For a MA(q=2) model, for example, this would look like:

\[ X_t = \mu + \epsilon_t + \theta_1 \epsilon_{t-1} + \theta_2 \epsilon_{t-2} \]

Here is something like the fundamental value or quality of the time series system. For the singing bowl, \(\mu = 0\), but it can take any value. \(\epsilon_t\) is intended to capture something like a ‘shock’ or impulse now which would cause its manifested value to differ from its fundamental, \(\epsilon_{t-1}\) a ‘shock’ or impulse one time unit ago, and \(\epsilon_{t-2}\) a ‘shock’ or impulse two time units ago.

The values \(\theta_i\) are similar to the way the intensity of the singing bowl’s sound decays over time. They are intended to represent how much influence past ‘shocks’, from various recent points in history, have on the present value manifested. Larger values of \(\theta\) indicate past ‘shocks’ that have larger influence on the present value, and smaller \(\theta\) values less influence.

Autoregression and moving average: the long and the short of it

Autoregressive and moving average models are intended to be complementary in their function in describing a time series system: whereas Autoregressive models allow for long term influence of history, which can change the fundamentals of the system, Moving Average models are intended to represent transient, short term disturbances to the system. For an AR model, the system evolves in response to its past states, and so to itself. For a MA model, the system, fundamentally, never changes. It’s just constantly being ‘shocked’ by external events.

Concluding remarks

So, that’s the basic intuition and idea of the Moving Average model. A system fundamentally never changes, but external things keep ‘happening’ to it, meaning it’s almost always different to its true, fundamental value. A boat at sea will fundamentally have a height of sea level.
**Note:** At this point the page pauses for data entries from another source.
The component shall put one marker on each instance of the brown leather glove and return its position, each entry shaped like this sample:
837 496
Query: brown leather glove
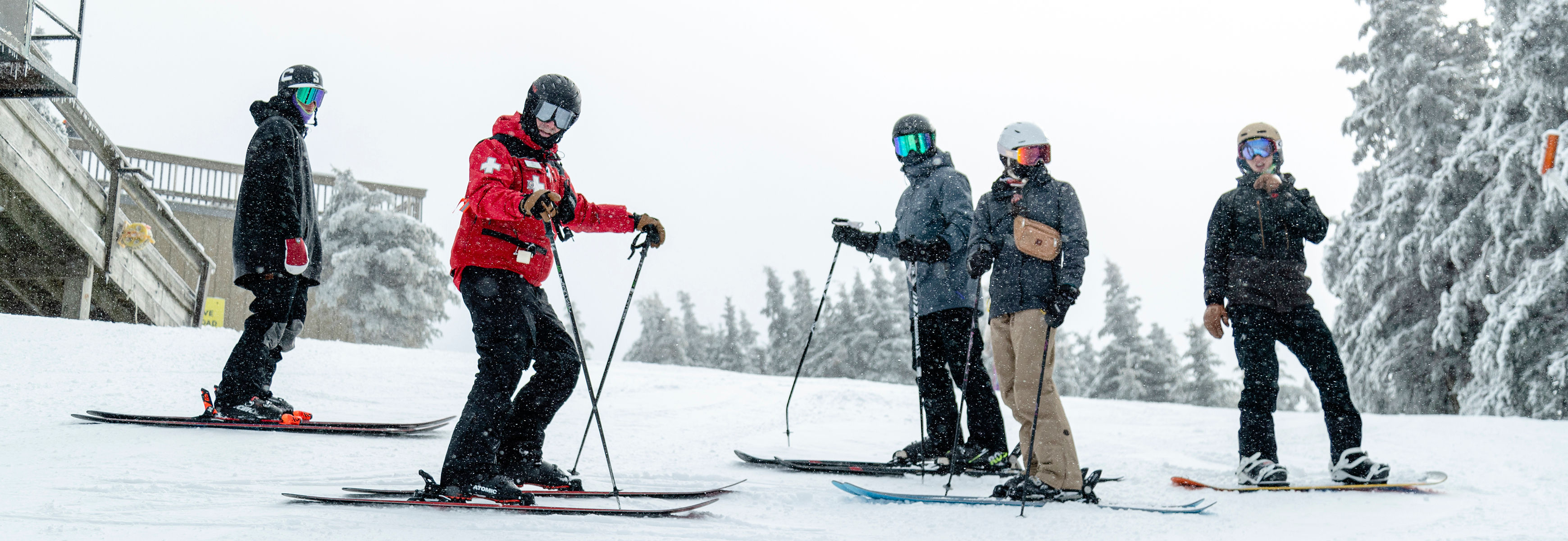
540 204
1212 317
656 231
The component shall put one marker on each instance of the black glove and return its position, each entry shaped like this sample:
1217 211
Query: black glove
1061 302
924 252
855 237
980 261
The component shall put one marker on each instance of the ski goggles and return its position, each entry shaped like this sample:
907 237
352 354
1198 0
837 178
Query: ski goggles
551 112
1258 147
1034 154
918 143
310 98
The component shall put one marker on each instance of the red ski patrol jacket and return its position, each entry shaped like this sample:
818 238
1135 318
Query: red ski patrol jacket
494 234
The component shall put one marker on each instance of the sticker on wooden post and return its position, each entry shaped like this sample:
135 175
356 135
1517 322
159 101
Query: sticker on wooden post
212 311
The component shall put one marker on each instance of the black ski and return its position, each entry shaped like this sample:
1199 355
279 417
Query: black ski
775 462
1188 509
891 471
546 493
501 507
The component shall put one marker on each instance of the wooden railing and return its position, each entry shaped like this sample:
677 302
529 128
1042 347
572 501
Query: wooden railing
169 283
217 184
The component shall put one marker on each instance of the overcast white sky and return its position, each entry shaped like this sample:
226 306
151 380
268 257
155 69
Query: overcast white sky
748 126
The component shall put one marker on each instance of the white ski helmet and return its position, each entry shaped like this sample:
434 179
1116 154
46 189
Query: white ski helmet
1016 135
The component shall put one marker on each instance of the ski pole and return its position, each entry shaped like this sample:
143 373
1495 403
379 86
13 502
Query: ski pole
810 335
963 388
582 360
606 376
1035 427
915 344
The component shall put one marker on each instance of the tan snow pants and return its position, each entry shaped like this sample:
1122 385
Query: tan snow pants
1020 341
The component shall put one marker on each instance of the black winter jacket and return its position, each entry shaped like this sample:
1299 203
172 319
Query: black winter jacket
1255 253
935 206
1018 281
277 198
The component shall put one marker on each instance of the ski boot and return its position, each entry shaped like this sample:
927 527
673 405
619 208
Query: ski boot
258 408
916 454
529 468
496 488
1357 468
1257 471
976 458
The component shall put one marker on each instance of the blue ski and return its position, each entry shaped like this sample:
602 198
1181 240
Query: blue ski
1194 507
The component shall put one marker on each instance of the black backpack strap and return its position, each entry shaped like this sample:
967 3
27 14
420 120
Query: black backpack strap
520 150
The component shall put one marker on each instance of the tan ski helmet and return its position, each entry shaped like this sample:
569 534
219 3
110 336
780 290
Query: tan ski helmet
1258 129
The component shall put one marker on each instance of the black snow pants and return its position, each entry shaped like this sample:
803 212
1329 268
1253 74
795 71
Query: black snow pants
513 327
944 335
277 319
1304 331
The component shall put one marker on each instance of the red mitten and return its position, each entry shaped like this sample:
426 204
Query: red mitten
295 256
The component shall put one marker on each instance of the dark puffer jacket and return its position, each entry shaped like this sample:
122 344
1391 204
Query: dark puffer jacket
1255 253
1020 281
277 201
935 206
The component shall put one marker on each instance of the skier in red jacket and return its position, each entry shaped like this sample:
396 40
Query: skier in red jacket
518 200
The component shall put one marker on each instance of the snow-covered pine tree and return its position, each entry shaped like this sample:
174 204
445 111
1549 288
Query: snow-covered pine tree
693 335
889 317
383 269
841 341
1078 364
1162 366
662 336
1200 381
736 348
1131 367
1498 233
1424 84
774 308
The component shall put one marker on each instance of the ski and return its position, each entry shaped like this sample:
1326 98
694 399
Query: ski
301 427
775 462
888 471
722 490
104 415
1407 487
501 507
1188 509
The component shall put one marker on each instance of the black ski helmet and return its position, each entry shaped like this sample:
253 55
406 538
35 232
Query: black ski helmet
915 124
298 76
556 90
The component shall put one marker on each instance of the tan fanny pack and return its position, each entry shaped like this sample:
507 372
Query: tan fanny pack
1035 239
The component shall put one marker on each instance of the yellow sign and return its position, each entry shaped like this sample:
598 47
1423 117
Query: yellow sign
212 314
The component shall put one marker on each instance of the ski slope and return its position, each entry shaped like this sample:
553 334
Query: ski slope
675 429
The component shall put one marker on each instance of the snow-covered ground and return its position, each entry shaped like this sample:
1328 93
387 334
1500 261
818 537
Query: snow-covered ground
673 429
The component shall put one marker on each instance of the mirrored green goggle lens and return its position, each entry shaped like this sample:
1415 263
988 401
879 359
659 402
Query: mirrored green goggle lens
918 143
306 95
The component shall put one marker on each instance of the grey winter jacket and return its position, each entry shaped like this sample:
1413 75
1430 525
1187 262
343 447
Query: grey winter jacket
1020 281
935 204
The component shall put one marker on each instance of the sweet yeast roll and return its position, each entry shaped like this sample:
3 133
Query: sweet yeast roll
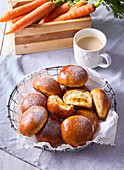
101 102
50 132
33 99
78 97
90 115
32 120
58 108
76 130
73 76
47 85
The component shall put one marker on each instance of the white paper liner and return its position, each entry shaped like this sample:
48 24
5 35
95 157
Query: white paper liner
106 131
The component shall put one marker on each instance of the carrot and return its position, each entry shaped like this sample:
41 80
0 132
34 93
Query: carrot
32 17
21 10
76 6
57 12
79 12
17 19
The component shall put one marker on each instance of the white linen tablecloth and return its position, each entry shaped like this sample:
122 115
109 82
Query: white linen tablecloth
96 157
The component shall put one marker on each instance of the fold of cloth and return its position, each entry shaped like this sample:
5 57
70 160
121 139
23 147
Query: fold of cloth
93 157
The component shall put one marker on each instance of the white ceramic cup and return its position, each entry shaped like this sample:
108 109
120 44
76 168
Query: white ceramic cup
93 58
But locally sea level is always changing, waves from every direction, and various intensities, buffetting the boat up and down - above and below the fundamental sea level average at every moment.
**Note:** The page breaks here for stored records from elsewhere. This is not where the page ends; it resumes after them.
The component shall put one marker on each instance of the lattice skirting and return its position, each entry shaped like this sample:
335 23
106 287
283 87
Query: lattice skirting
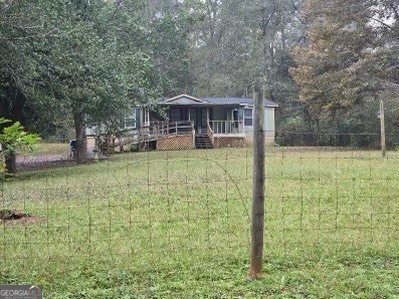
229 141
176 143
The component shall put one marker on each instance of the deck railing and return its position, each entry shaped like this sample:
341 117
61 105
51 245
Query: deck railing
171 128
226 126
209 132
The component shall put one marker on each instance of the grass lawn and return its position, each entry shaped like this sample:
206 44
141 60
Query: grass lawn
176 225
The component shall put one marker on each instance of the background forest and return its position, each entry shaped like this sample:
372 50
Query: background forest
326 63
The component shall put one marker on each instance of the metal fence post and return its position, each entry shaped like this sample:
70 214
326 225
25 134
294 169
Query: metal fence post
258 187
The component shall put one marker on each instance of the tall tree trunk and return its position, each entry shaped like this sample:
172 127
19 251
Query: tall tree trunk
81 153
11 164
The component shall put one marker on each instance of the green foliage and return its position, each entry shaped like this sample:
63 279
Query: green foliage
14 138
349 57
172 225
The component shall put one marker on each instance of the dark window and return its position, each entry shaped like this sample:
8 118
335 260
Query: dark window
248 117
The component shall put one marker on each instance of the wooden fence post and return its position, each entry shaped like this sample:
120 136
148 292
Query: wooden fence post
258 187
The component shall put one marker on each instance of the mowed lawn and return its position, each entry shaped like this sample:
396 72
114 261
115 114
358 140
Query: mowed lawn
176 225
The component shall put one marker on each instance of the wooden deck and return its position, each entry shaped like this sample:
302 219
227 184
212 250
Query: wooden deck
172 135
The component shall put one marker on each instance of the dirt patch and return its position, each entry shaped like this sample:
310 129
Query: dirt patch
44 161
18 217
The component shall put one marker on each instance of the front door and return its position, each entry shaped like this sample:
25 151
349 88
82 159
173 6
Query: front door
200 118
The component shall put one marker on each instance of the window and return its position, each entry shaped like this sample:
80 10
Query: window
146 117
130 120
248 117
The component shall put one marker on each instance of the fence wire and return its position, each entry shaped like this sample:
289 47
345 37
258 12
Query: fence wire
159 207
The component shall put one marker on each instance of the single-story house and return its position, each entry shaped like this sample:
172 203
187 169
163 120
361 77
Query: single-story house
191 122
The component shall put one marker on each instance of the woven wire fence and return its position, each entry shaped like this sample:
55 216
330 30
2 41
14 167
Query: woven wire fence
156 208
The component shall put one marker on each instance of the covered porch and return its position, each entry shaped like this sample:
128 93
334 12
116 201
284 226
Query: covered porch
218 120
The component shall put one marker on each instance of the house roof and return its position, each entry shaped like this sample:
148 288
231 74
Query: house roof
239 101
187 100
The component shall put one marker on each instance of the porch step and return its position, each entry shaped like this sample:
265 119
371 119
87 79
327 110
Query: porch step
203 141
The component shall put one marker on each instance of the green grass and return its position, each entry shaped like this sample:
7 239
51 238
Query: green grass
176 225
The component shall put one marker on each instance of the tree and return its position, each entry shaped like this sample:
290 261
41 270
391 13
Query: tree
94 68
350 53
13 139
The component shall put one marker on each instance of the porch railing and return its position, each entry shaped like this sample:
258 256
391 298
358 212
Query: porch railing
226 126
171 128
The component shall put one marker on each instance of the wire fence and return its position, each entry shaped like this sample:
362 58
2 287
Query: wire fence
155 208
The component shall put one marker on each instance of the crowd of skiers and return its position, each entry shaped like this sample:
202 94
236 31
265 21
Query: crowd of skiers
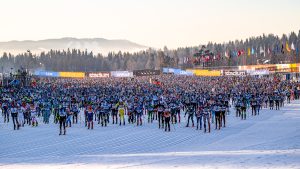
135 100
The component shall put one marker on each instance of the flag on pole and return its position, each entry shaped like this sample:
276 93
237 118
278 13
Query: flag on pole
262 51
292 46
287 47
226 54
269 51
249 52
282 49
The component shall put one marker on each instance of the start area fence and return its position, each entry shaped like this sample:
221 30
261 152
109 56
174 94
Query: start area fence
252 70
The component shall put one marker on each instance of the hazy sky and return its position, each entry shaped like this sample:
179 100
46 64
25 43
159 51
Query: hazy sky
175 23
And the ‘sound’ of a moving average model is almost invariably likely to be less sonorous than that of a singing bowl. Instead of a neat sine wave, each shock is a random draw from a noisemaker (typically the Normal distribution). In this sense a more accurate analogy might not be a singing bowl, but a guitar amplifier, with a constant hum, but also with dodgy connections, constantly getting moved and adjusted, with each adjustment causing a short belt of white noise to be emanated from the speaker. A moving average model is noise layered upon noise.